前回の記事では、日本舞踊の三つの魅力についてお話ししましたね。覚えていますか?
一つは、たくさんのストーリーがあることでした。
二つ目は、その物語に出てくる様々なキャラクター・役になれることでした。
三つ目は、それぞれのキャラクターをわかりやすく演じるためにたくさんの動きが身につけられるということでした。
今回は残りの三つの魅力を紹介したいと思いますので、ぜひ最後までお読みください。
では、四つ目の魅力とは?
義太夫、端唄、演歌、民謡、清元、ポップス・・・どんなジャンルの音楽でも踊れます。
日本舞踊といえば、和楽器を使った古い曲のイメージが強いと思います。実際に、古典(歌舞伎舞踊)は清元(きよもと)や浄瑠璃(じょうるり)、長唄(長唄)など歌舞伎や文楽でよく聞く音楽がメインです。慣れていない方には、言葉が聞き取りづらいかもしれませんが、雰囲気だけでも楽しめるものが多いと思います。
古典を専門とする日本舞踊家の中には、伝統的な音楽ジャンルではなければ日本舞踊ではないと言う方もいます。しかし、私たち英御流は違う意見です。日本舞踊は音ではなくストーリー性や特徴的な動きによって成り立っているので、どのような音楽を使っても日本舞踊と言えると考えています。芸者たちが使う端唄(はうた)から演歌やポップス、民謡までどんな音楽でも制限なく使えるのです。
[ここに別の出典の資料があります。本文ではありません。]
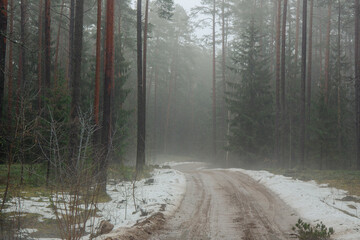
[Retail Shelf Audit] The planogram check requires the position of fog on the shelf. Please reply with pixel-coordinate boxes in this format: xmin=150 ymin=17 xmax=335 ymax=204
xmin=0 ymin=0 xmax=360 ymax=240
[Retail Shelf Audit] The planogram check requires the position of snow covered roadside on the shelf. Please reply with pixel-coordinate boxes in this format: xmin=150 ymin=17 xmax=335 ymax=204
xmin=6 ymin=169 xmax=186 ymax=240
xmin=229 ymin=169 xmax=360 ymax=240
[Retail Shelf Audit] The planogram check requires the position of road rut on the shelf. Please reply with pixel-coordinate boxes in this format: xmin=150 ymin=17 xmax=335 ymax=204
xmin=151 ymin=164 xmax=298 ymax=240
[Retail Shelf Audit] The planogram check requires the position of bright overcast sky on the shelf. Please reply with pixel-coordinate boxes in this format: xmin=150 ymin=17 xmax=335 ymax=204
xmin=175 ymin=0 xmax=200 ymax=12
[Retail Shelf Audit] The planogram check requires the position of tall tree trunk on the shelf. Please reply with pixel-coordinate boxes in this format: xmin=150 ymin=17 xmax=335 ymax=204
xmin=295 ymin=0 xmax=300 ymax=67
xmin=45 ymin=0 xmax=51 ymax=186
xmin=54 ymin=0 xmax=65 ymax=88
xmin=94 ymin=0 xmax=102 ymax=126
xmin=0 ymin=0 xmax=7 ymax=122
xmin=221 ymin=0 xmax=230 ymax=167
xmin=306 ymin=0 xmax=314 ymax=120
xmin=354 ymin=0 xmax=360 ymax=170
xmin=275 ymin=0 xmax=282 ymax=161
xmin=37 ymin=0 xmax=43 ymax=112
xmin=299 ymin=0 xmax=307 ymax=169
xmin=324 ymin=1 xmax=331 ymax=105
xmin=69 ymin=0 xmax=84 ymax=174
xmin=337 ymin=0 xmax=345 ymax=154
xmin=100 ymin=0 xmax=115 ymax=191
xmin=143 ymin=0 xmax=151 ymax=106
xmin=136 ymin=0 xmax=146 ymax=172
xmin=67 ymin=0 xmax=75 ymax=86
xmin=45 ymin=0 xmax=51 ymax=92
xmin=8 ymin=0 xmax=14 ymax=127
xmin=280 ymin=0 xmax=288 ymax=167
xmin=212 ymin=0 xmax=217 ymax=160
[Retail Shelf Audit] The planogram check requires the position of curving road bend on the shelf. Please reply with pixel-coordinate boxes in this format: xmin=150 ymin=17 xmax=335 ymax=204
xmin=151 ymin=164 xmax=298 ymax=240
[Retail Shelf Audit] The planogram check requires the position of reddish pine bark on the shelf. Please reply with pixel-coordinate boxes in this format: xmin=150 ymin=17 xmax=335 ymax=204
xmin=54 ymin=0 xmax=65 ymax=88
xmin=94 ymin=0 xmax=101 ymax=126
xmin=324 ymin=1 xmax=331 ymax=105
xmin=68 ymin=0 xmax=84 ymax=174
xmin=275 ymin=0 xmax=281 ymax=158
xmin=67 ymin=0 xmax=75 ymax=86
xmin=306 ymin=0 xmax=314 ymax=122
xmin=8 ymin=0 xmax=14 ymax=129
xmin=299 ymin=0 xmax=307 ymax=169
xmin=212 ymin=0 xmax=217 ymax=158
xmin=295 ymin=0 xmax=300 ymax=66
xmin=0 ymin=0 xmax=7 ymax=121
xmin=100 ymin=0 xmax=115 ymax=190
xmin=45 ymin=0 xmax=51 ymax=89
xmin=280 ymin=0 xmax=288 ymax=166
xmin=354 ymin=0 xmax=360 ymax=170
xmin=136 ymin=0 xmax=146 ymax=172
xmin=38 ymin=0 xmax=43 ymax=114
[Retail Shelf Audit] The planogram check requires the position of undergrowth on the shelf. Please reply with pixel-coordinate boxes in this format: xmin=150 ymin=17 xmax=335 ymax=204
xmin=267 ymin=169 xmax=360 ymax=196
xmin=292 ymin=219 xmax=335 ymax=240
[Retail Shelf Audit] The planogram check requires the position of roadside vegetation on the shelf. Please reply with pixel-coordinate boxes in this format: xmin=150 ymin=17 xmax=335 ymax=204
xmin=267 ymin=169 xmax=360 ymax=198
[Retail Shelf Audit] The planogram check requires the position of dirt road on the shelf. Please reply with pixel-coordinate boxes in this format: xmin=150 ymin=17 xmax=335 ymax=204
xmin=151 ymin=164 xmax=297 ymax=240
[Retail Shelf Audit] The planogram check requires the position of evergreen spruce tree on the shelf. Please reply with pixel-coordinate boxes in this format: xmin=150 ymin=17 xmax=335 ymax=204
xmin=227 ymin=20 xmax=274 ymax=163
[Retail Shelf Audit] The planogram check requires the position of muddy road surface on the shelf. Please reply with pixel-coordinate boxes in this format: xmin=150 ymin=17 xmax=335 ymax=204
xmin=151 ymin=164 xmax=298 ymax=240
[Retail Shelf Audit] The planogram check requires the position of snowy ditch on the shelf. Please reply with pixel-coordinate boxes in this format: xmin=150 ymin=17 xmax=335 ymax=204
xmin=230 ymin=169 xmax=360 ymax=240
xmin=2 ymin=169 xmax=186 ymax=240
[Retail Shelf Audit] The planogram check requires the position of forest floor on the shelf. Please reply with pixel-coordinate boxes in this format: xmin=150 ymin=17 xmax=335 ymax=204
xmin=0 ymin=168 xmax=186 ymax=240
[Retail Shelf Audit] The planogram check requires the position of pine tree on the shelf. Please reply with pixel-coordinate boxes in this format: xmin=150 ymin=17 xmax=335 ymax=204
xmin=227 ymin=21 xmax=274 ymax=166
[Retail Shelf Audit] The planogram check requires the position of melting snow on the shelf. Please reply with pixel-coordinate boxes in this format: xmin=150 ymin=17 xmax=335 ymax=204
xmin=230 ymin=169 xmax=360 ymax=240
xmin=6 ymin=169 xmax=186 ymax=240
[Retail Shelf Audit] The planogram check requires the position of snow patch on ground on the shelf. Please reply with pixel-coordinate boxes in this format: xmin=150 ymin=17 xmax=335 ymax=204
xmin=230 ymin=169 xmax=360 ymax=240
xmin=6 ymin=169 xmax=186 ymax=240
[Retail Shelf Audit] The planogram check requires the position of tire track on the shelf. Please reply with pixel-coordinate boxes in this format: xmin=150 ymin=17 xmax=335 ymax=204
xmin=151 ymin=164 xmax=297 ymax=240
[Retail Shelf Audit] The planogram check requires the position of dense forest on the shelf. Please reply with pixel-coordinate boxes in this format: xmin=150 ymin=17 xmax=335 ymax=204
xmin=0 ymin=0 xmax=360 ymax=238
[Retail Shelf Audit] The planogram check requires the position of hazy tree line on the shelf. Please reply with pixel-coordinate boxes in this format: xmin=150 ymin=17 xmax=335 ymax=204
xmin=0 ymin=0 xmax=218 ymax=203
xmin=0 ymin=0 xmax=360 ymax=201
xmin=208 ymin=0 xmax=359 ymax=169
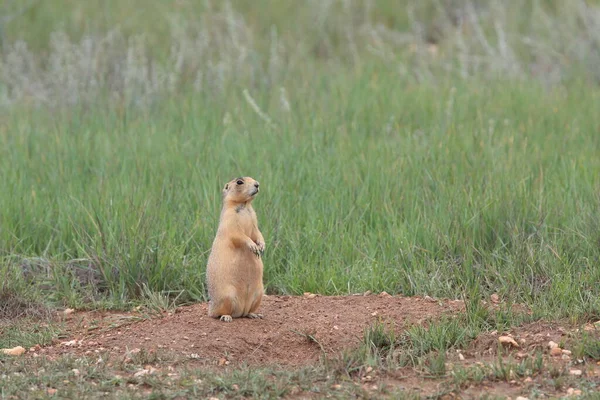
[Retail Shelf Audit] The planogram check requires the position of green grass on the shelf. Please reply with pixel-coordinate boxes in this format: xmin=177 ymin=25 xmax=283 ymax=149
xmin=0 ymin=73 xmax=600 ymax=316
xmin=0 ymin=0 xmax=600 ymax=398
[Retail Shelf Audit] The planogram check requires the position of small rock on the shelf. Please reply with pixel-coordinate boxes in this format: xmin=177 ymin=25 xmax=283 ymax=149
xmin=219 ymin=358 xmax=229 ymax=367
xmin=569 ymin=369 xmax=583 ymax=376
xmin=0 ymin=346 xmax=26 ymax=356
xmin=498 ymin=336 xmax=519 ymax=347
xmin=550 ymin=347 xmax=562 ymax=357
xmin=133 ymin=365 xmax=156 ymax=378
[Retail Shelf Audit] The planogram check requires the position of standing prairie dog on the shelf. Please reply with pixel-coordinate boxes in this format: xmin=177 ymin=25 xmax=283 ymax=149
xmin=206 ymin=177 xmax=265 ymax=322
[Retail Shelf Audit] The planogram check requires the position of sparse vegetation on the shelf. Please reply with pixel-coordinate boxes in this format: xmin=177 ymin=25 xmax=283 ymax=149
xmin=0 ymin=0 xmax=600 ymax=398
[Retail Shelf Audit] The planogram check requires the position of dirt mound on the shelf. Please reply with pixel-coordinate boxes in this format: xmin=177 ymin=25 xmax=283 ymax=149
xmin=46 ymin=295 xmax=463 ymax=365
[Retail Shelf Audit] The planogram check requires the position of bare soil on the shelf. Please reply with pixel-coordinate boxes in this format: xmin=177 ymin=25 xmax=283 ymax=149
xmin=46 ymin=294 xmax=463 ymax=366
xmin=30 ymin=293 xmax=600 ymax=398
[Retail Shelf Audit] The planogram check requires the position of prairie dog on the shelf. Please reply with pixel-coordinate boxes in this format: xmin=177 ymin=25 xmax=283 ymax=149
xmin=206 ymin=176 xmax=265 ymax=322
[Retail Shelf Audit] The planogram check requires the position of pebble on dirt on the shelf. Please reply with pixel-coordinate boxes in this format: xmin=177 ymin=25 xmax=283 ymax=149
xmin=498 ymin=336 xmax=519 ymax=347
xmin=0 ymin=346 xmax=26 ymax=356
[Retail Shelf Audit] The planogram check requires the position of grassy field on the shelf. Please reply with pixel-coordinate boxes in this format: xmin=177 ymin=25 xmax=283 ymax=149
xmin=0 ymin=0 xmax=600 ymax=393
唯一の条件は、ある程度ストーリー性があることです。ストーリー性のない曲は使えないと言うわけではありませんが、自分でゼロから物語を考えないといけないので、振り付けがかなり大変です。とはいえ、うちの家元もまったく歌詞のないドラマ曲に振りをつけて踊ったことがありますし、無理なわけではありません。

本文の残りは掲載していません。